Quando me mudei do interior do Estado para a capital fluminense, lembro das orientações que recebi: andar sempre alerta, não resistir a ceder objetos pedidos por ladrões, ter algum dinheiro trocado no bolso para entregar se necessário.

Nada disso fazia parte do manual de sobrevivência na tranquilidade de Londres. Lembro da minha mãe dizendo que, apesar das saudades, dormia mais sossegada comigo por lá.

Depois disso, ao longo dos últimos 20 anos, morei no Reino Unido outras duas vezes.

Nesse período, o mundo mudou e a faceta mais assustadora dessa transformação é o terrorismo.

Trabalhava para a Folha em Londres quando ocorreram os chocantes atentados a bomba no metrô londrino, em 2005.

Logo depois do ataque, me impressionou a atitude londrina de "bola pra frente" que o grande Clóvis Rossi descreveu muito bem na reportagem que tive a honra de dividir com ele naquele dia.

Nas palavras de Rossi, "entre a paranoia que esse tipo de sinal [o de que ninguém está seguro] pode causar e a fleuma de ancestral genética, venceu ontem a fleuma".

Era uma alusão ao espírito de resistência que os britânicos já tinham demonstrado aos ataques da aviação nazista, durante a Segunda Guerra (1939-45), e no qual passei a tentar me inspirar.

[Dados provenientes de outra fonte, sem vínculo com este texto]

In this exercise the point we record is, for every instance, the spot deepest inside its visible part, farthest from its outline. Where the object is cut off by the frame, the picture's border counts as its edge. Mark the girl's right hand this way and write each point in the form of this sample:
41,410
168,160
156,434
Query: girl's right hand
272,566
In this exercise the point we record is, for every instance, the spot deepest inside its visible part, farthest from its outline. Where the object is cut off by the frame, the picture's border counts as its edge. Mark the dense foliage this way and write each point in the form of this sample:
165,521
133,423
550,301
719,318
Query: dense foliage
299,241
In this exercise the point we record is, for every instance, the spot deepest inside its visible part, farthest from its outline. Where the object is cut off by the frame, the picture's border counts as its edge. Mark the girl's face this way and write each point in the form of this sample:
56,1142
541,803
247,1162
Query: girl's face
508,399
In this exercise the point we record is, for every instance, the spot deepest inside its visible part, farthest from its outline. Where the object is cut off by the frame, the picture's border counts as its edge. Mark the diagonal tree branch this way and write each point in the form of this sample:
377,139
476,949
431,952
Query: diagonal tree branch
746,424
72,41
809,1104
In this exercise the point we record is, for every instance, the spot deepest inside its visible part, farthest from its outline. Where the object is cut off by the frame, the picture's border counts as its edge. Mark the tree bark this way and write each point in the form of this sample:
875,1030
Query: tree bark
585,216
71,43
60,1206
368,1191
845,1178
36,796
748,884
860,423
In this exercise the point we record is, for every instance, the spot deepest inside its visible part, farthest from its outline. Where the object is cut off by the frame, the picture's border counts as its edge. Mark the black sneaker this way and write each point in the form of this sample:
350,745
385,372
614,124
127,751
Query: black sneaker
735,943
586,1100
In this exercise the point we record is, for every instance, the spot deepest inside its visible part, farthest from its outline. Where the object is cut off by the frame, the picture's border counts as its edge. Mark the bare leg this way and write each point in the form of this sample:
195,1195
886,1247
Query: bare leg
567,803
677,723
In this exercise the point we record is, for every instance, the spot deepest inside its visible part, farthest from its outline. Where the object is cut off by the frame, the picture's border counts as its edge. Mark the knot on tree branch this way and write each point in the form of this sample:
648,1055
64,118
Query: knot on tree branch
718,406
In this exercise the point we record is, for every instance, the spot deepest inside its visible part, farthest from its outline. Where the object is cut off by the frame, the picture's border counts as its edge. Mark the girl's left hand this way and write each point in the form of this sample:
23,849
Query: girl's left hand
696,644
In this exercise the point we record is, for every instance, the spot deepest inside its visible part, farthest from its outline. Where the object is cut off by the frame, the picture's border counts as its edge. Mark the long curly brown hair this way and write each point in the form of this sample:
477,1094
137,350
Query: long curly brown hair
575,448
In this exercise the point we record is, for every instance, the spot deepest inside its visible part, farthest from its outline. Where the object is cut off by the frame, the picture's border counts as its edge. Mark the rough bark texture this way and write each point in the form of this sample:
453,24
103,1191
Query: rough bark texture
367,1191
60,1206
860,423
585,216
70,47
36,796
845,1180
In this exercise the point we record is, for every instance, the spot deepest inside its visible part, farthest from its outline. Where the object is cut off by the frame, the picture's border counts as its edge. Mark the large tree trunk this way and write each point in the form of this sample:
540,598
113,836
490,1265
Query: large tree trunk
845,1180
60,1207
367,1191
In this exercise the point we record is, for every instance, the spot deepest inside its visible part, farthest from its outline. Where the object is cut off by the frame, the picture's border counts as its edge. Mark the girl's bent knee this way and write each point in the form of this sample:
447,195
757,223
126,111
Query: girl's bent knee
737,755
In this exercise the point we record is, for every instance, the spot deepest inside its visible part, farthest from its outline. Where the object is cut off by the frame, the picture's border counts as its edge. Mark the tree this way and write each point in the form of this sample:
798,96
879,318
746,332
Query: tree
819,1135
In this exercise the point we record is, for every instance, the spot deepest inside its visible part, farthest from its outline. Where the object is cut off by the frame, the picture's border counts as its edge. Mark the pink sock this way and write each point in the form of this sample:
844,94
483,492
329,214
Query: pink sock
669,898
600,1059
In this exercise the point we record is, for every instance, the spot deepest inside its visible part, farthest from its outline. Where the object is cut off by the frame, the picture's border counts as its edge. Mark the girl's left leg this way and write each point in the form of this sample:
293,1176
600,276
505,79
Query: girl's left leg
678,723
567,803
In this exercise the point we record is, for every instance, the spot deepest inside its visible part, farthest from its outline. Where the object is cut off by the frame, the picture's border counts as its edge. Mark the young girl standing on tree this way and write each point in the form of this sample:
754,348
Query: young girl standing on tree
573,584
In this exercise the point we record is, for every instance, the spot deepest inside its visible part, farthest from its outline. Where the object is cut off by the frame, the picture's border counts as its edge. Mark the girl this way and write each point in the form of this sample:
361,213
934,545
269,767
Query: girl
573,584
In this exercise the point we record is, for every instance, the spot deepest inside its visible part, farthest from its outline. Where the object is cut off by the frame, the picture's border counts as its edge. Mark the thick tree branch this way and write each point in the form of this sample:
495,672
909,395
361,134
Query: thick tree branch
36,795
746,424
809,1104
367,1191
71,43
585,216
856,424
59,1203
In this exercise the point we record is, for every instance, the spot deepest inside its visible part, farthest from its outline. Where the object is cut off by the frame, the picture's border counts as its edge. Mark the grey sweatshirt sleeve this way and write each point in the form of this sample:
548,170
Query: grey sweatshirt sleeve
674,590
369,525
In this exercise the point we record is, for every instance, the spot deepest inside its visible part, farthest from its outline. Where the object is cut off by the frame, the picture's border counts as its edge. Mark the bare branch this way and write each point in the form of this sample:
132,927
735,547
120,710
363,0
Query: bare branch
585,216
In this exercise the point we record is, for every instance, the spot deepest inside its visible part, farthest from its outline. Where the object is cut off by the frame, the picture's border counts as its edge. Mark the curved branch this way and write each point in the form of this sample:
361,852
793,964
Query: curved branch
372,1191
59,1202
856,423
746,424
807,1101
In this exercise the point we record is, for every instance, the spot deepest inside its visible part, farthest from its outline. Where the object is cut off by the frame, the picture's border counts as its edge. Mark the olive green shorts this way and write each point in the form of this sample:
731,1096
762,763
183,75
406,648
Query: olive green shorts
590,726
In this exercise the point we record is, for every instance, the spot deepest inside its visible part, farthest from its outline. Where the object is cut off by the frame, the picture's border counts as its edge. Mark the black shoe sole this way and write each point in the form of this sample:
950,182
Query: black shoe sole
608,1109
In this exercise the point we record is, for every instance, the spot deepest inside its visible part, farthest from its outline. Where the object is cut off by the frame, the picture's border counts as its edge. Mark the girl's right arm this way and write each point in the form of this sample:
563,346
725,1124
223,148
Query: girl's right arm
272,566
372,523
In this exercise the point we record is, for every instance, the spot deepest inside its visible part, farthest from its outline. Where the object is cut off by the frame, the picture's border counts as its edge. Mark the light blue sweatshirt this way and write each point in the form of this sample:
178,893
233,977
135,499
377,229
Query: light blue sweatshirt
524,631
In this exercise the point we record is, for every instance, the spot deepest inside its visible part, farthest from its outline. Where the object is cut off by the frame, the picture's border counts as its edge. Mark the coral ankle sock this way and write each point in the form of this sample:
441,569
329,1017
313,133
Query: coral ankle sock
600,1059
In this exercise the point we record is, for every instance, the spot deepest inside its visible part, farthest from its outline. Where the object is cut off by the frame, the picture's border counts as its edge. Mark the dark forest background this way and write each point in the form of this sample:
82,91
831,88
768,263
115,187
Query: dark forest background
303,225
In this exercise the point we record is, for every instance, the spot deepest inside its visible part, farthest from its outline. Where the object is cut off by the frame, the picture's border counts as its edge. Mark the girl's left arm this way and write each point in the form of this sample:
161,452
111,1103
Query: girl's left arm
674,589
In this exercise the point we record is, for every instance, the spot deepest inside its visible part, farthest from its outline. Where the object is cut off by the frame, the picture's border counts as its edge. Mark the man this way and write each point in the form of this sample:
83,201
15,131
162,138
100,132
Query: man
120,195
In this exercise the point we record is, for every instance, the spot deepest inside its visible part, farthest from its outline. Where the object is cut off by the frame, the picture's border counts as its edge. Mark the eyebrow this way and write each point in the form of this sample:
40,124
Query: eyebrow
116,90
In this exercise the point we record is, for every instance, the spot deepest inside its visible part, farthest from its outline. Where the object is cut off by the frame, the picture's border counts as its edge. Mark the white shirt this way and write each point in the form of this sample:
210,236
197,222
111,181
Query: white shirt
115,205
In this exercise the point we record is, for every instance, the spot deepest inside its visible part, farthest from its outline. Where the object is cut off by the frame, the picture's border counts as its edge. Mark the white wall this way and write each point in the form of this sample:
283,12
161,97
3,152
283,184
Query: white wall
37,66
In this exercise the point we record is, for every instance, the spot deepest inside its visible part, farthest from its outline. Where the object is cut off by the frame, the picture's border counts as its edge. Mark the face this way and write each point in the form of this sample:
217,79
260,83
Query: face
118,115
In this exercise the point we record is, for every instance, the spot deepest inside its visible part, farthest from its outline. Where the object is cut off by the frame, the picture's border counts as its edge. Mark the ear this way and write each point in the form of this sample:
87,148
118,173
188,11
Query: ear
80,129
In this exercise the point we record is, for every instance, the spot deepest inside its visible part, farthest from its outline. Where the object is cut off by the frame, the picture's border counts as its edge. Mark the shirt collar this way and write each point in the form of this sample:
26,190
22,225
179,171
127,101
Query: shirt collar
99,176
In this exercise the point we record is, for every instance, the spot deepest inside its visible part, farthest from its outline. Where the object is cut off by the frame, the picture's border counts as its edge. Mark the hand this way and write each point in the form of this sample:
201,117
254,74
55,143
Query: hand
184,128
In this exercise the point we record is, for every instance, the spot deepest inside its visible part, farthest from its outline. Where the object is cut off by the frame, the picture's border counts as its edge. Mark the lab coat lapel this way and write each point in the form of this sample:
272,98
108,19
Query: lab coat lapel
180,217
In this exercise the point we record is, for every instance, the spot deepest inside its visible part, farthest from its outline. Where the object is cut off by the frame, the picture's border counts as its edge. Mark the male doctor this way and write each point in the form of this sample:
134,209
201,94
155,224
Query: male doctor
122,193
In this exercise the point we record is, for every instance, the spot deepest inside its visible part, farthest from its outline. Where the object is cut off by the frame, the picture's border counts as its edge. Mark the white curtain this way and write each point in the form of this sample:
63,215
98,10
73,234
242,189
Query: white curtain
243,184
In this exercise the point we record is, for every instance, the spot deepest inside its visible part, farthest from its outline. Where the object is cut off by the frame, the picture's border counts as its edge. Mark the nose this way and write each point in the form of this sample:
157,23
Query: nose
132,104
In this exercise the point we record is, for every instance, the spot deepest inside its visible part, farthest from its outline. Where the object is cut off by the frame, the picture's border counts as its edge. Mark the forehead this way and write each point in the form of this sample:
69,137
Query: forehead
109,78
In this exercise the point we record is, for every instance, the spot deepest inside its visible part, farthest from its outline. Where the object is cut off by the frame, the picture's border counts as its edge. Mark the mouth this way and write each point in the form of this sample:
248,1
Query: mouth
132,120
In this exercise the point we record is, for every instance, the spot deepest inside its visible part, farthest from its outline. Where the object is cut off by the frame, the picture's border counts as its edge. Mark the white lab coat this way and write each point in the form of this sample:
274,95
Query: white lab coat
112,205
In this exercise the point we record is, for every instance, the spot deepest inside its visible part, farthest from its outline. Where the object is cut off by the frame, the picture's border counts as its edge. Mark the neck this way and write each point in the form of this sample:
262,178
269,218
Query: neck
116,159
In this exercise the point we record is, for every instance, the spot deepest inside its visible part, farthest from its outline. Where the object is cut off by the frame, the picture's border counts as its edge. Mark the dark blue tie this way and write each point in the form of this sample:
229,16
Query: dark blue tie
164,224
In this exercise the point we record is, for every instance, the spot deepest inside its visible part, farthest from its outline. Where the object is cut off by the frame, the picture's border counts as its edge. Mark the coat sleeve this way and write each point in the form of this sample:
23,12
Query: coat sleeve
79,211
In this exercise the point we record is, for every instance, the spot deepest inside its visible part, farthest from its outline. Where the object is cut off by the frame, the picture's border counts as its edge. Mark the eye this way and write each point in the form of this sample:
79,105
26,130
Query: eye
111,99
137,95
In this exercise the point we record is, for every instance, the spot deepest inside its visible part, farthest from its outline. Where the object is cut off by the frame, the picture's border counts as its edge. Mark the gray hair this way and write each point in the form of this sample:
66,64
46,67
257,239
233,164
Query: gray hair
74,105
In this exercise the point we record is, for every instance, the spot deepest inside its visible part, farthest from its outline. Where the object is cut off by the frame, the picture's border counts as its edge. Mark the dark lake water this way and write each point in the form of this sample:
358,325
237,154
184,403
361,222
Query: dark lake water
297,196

Esses ensaios de coragem têm esbarrado, no entanto, num grande pavor cada vez que a notícia de um novo atentado, em algum canto do mundo, pisca nos serviços de notícias.

Não penso mais em mim, mas nos meus filhos. E se eles, como eu, quiserem se aventurar por outros países? Será que, como minha mãe, dormirei mais tranquila se trocarem São Paulo, onde vivemos hoje, por Londres?

Se conseguisse mobilizar apenas a parte do meu cérebro que registra estatísticas, a resposta seria um contundente sim.

Segundo dados divulgados nesta semana pelo Ipea e pelo Fórum Brasileiro de Segurança Pública, a cada três semanas de 2015, o total de assassinatos no Brasil superava o número de mortos de todos os atentados terroristas reportados pelo mundo nos primeiros cinco meses deste ano.

Mas a brutalidade do terror —que não deixa brecha nem para a possibilidade da troca de dinheiro pela própria vida— dificulta a racionalidade.

A sensação de que nada podemos fazer em relação à violência nas grandes cidades brasileiras ou ao terrorismo pelo mundo afora é igualmente grande.

Mas talvez não sejamos assim tão impotentes e nem devamos simplesmente tocar a bola pra frente.

Educar as crianças para entender as causas do terror e de todos os tipos de violência pode ser um começo no caminho para enfrentá-los.

Almejar que a educação que recebem —de nós próprios em casa e na escola —vá além dos conhecimentos necessários para entrar numa boa faculdade é outro passo cada vez mais necessário.

Os problemas que o mundo enfrenta parecem muito relacionados à falta de entendimento entre as pessoas.

Que a escola e as famílias abracem, portanto, uma educação mais ampla, que ensine rotineiramente valores como tolerância, respeito, solidariedade e capacidade de entender o ponto de vista do outro ainda que pensemos de outra maneira.

Seria a aposta num futuro de mais igualdade de oportunidades e menos ódio para nossos filhos.